OBSZÖNE UNGLEICHHEITEN, WEGRETUSCHIERT
Laut Oxfam, einem internationalen Verbund von Hilfs- und Entwicklungsorganisationen, besitzen die acht reichsten Männer der Welt zusammen 426 Milliarden US-Dollar. Die ärmere Hälfte der Weltbevölkerung – 3,6 Milliarden Menschen – verfügt gemeinsam über 409 Milliarden US-Dollar. Acht Männer kontrollieren also ein größeres Vermögen, als die Hälfte der Weltbevölkerung besitzt. Als Oxfam diese Zahl im Jahr 2016 veröffentlichte, war das weltweite Medienecho enorm. Seither wird darüber gestritten, ob es nicht vielleicht eher 42 oder 56 Personen seien, nicht nur 8. Nur: Auch 8000 wären noch skandalös.
Das Ausmaß der ungleichen Verteilung der Reichtümer dieser Welt lässt sich natürlich auch in anderen Zahlen ausdrücken. So besitzt das reichste Prozent der Erdbevölkerung mehr als die Hälfte des gesamten globalen Vermögens. Das sind über 180’000 Milliarden von insgesamt 360’000 Milliarden US-Dollar.

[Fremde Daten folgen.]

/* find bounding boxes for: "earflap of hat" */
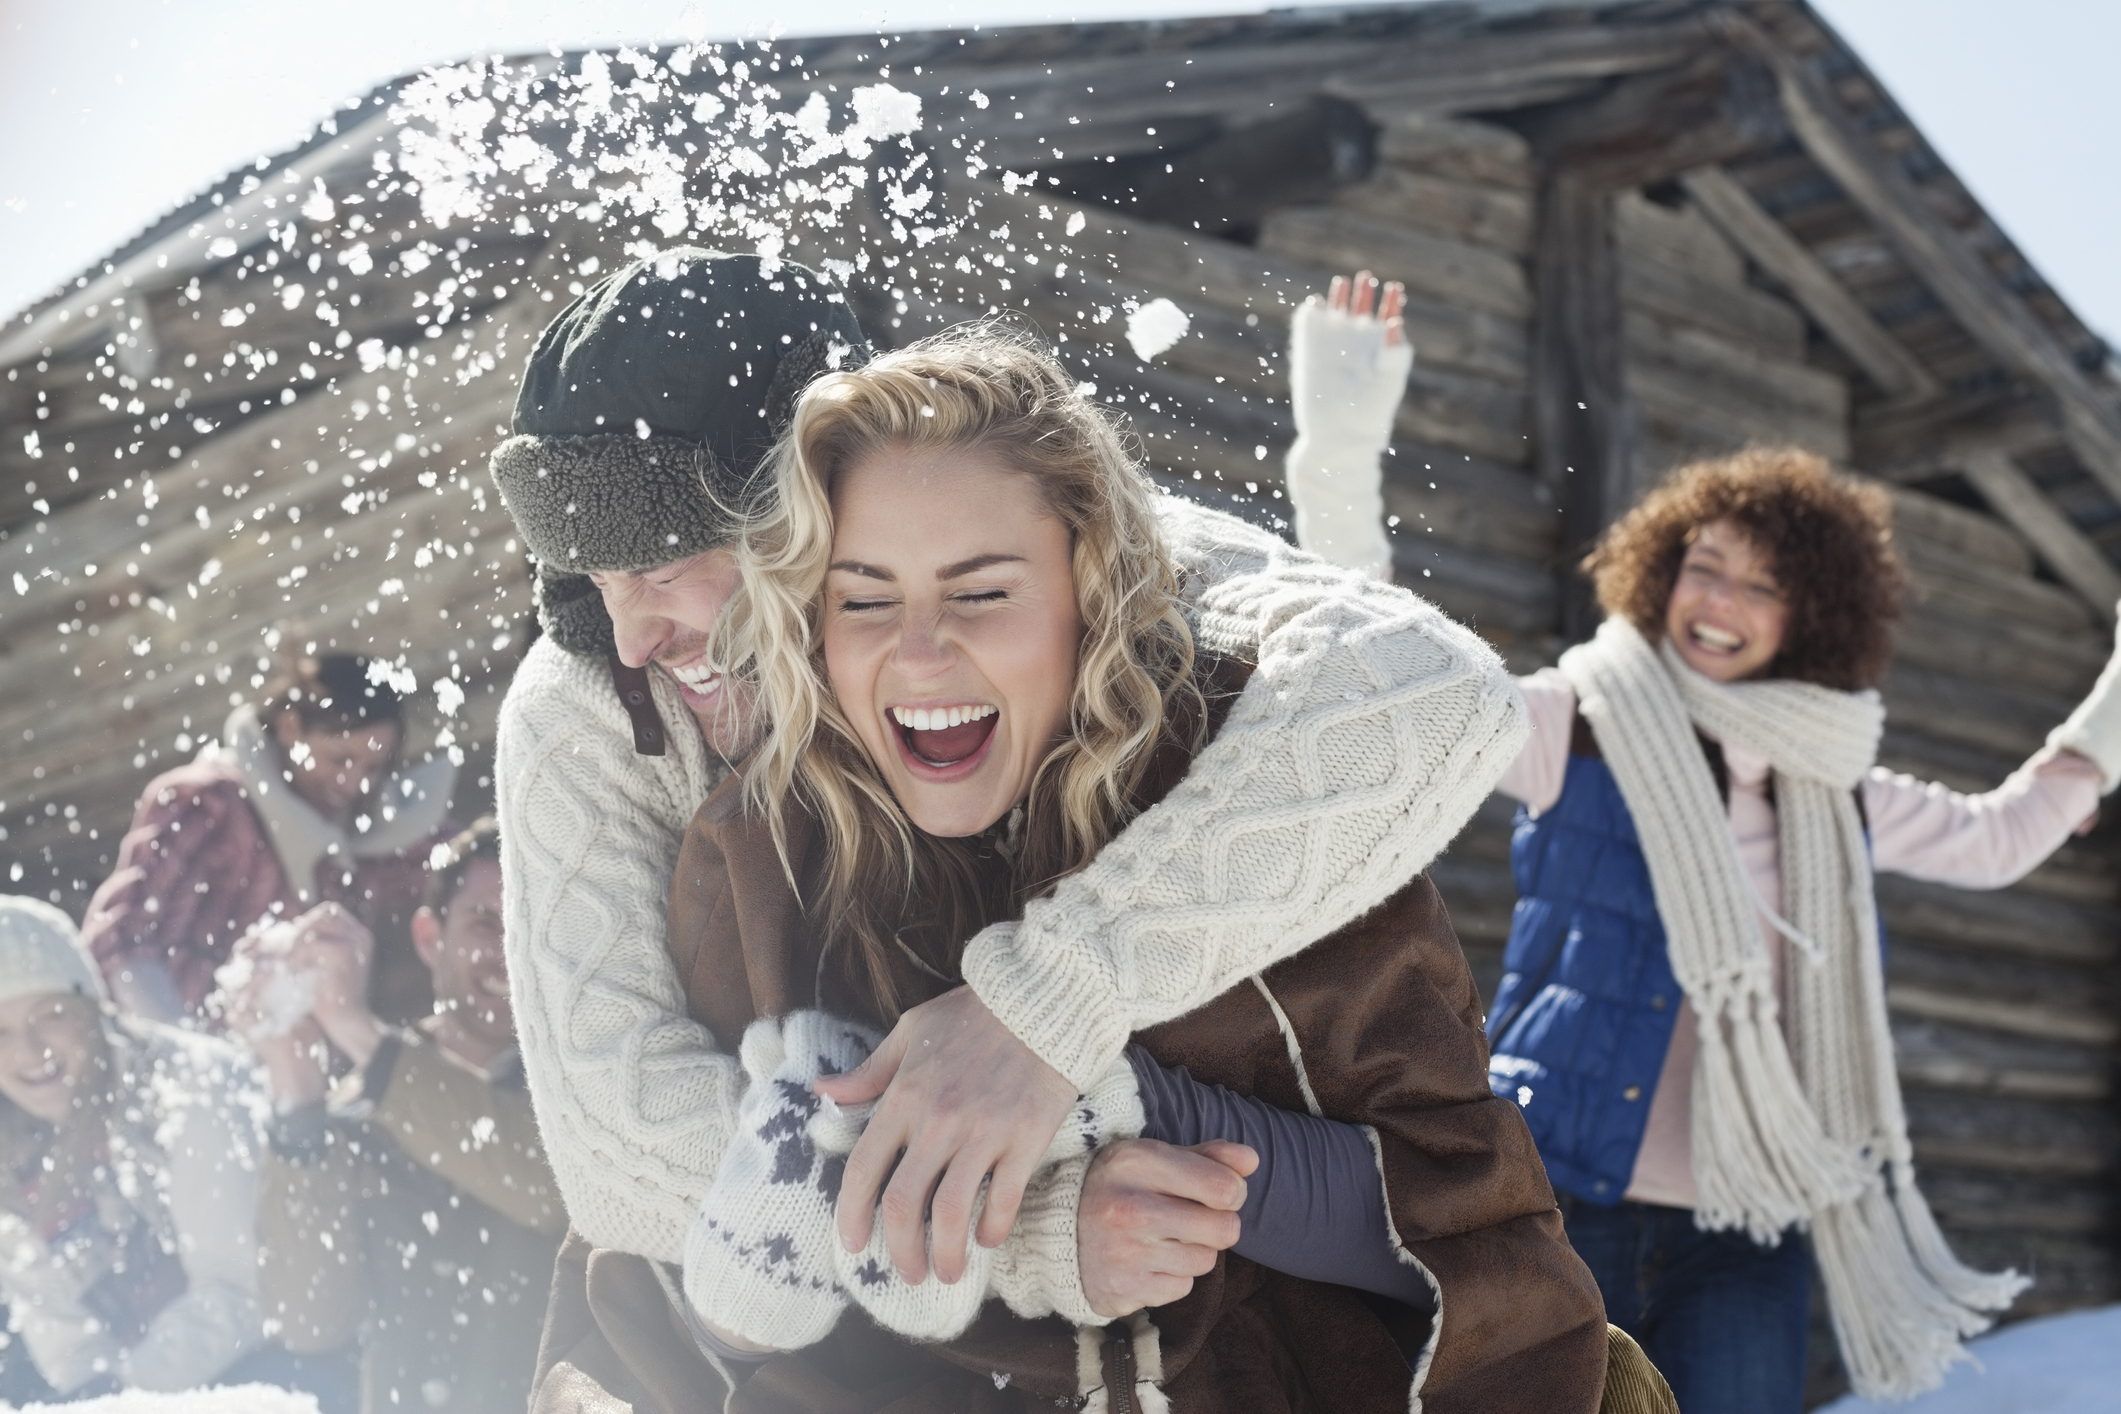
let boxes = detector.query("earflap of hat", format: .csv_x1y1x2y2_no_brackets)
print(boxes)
535,564,620,658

Das sind nackte Zahlen, die nur erahnen lassen, was diese Ungleichheiten konkret bedeuten. Wenn zum Beispiel ein Kind in einer armen tansanischen Familie an Malaria erkrankt, dann kann sich diese Familie die Kosten für ein wirksames Mittel nicht leisten. Sie wird deshalb ein billigeres Medikament wählen müssen, dessen Wirksubstanz allerdings gestreckt worden ist. Das Mittel wird zwar einen unmittelbaren Effekt zeigen, die Krankheitserreger aber nicht ausmerzen. Diese werden vielmehr Resistenzen ausbilden. Das Kind hat nun praktisch keine Chance auf Heilung mehr und wird voraussichtlich ein oder zwei Jahre später sterben.
Die Ungleichheiten beziehen sich nicht nur auf die Vermögen, sondern auch auf die Einkommen, und sie nehmen überdies noch laufend zu. Die Abbildung 1 zeigt die Entwicklung der Einkommensverteilung in den letzten 36 Jahren für die fünf größten Wirtschaftsräume der Welt. Dargestellt ist der Anteil der reichsten 10 Prozent der Bevölkerung am gesamten Einkommen des jeweiligen Landes. Sie zeigt also, welcher Teil von je 100 US-Dollar Einkommen an diese reichsten 10 Prozent geht. In Europa ist dieser Anteil von etwa 32 Prozent auf über 36 Prozent geklettert. Das ist mit Abstand der moderateste Anstieg. In den USA lauten dieselben Werte 34 und 46 Prozent, in China 27 und 41 Prozent, in Indien 32 und 56 Prozent.